In the past 10 years steer carcass weights reached their annual lows in the third week of May and touched their heaviest annual mark in the second and third full weeks in November. Since the COVID interruptions in 2020, the spring lows have migrated into the month of June.
The magnitude of change in steer carcass weights from the spring-low to the fall-high in each of the past five years has been relatively close, except for 2019. The August 9, 2019 fire at Tyson’s Holcomb, Kansas plant set industry slaughter efficiency back, generating heavier than normal weights into the fall, aggregating a 70 lb. weight swing from the spring low to the November high.
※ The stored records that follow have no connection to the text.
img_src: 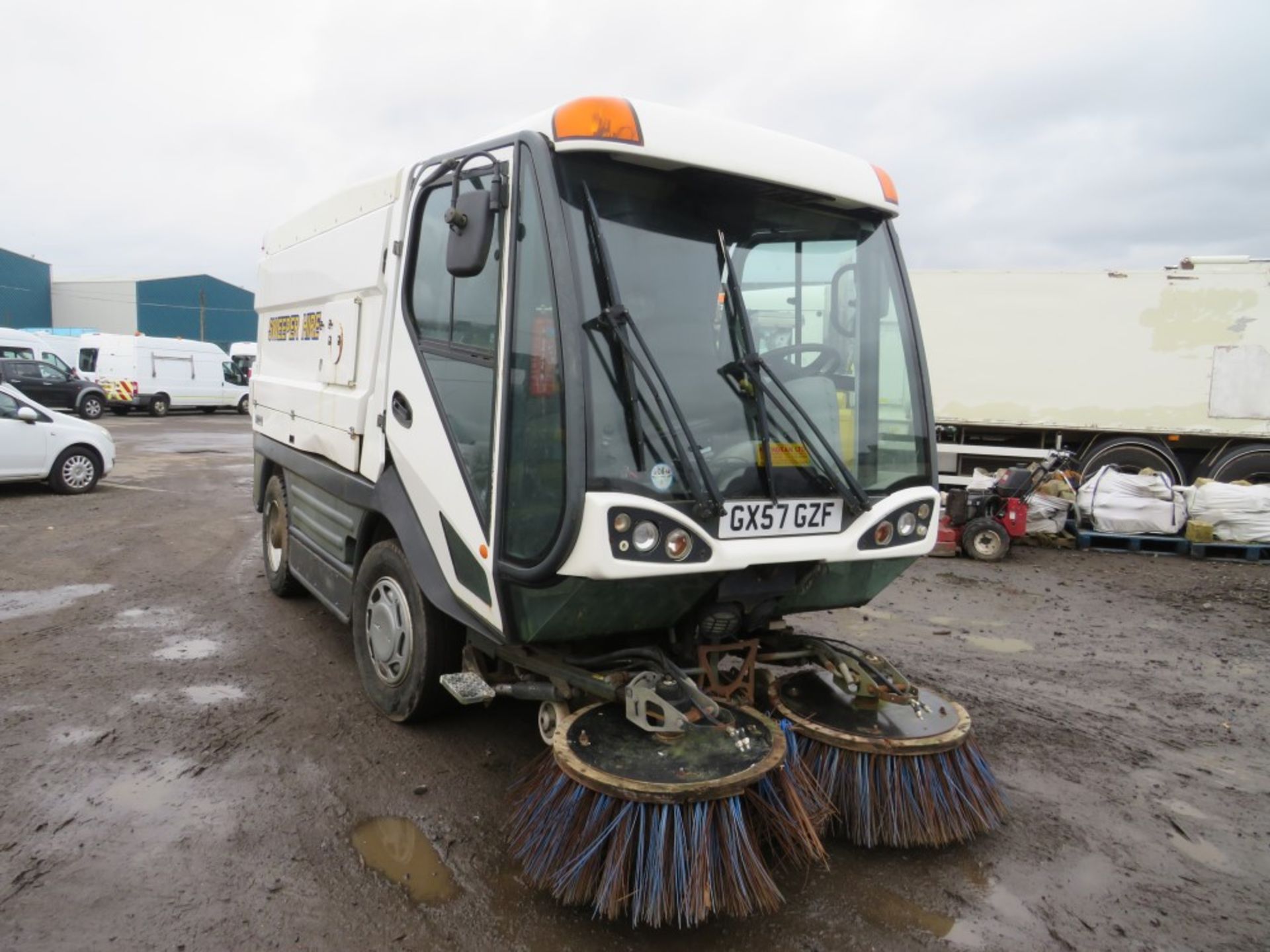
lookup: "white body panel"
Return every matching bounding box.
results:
[0,383,114,483]
[911,262,1270,438]
[50,280,137,334]
[79,334,247,406]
The second largest weight swing in the series was a 58 lb. seasonal increase in 2018 with the remaining years posting no less than a 45 lb. change.
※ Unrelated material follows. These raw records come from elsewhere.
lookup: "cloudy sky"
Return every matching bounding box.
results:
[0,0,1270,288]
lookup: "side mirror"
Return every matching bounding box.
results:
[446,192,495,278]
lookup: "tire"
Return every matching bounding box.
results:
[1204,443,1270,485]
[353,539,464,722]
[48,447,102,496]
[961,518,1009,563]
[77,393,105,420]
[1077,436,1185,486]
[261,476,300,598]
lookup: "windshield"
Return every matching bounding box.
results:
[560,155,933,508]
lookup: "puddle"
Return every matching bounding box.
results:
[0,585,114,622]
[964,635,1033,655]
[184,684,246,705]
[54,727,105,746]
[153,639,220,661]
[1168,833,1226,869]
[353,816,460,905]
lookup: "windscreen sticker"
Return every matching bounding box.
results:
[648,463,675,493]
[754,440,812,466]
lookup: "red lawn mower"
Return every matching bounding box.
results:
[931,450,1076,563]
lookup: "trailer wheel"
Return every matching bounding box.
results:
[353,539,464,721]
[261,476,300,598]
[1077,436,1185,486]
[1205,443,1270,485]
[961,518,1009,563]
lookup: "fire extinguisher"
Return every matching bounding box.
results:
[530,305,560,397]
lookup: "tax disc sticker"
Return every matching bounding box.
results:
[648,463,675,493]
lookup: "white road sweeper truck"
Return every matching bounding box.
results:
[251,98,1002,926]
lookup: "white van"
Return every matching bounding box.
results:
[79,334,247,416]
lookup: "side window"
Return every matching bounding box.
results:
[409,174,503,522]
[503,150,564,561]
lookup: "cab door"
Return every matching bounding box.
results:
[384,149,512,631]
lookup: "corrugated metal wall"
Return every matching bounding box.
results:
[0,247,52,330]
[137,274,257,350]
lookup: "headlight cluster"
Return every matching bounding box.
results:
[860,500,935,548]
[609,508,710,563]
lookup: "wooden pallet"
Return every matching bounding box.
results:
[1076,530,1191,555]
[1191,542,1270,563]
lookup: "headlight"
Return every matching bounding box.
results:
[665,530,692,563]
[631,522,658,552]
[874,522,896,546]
The first four months of 2023 saw average steer weights fall 15 lb. short of a year ago due to exceptionally poor winter-feeding conditions. Since early May steer weights have adjusted higher and have since averaged just 1 lb. heavier than in 2022. Major contributors are slower slaughter throughput and less current finished cattle supplies in the south. Latest data for the week of September 3 shows steer carcass weights surged 9 lb. to average 917 lb. each. This is large jump given that weights had only moved up 13 lb. total in the five previous weeks. It’s important to factor carcass weight changes to understand production tonnage as we discuss weekly head counts and throughput. The single-week 9 lb. per head increase equates to multiple semi-loads of boxed beef production.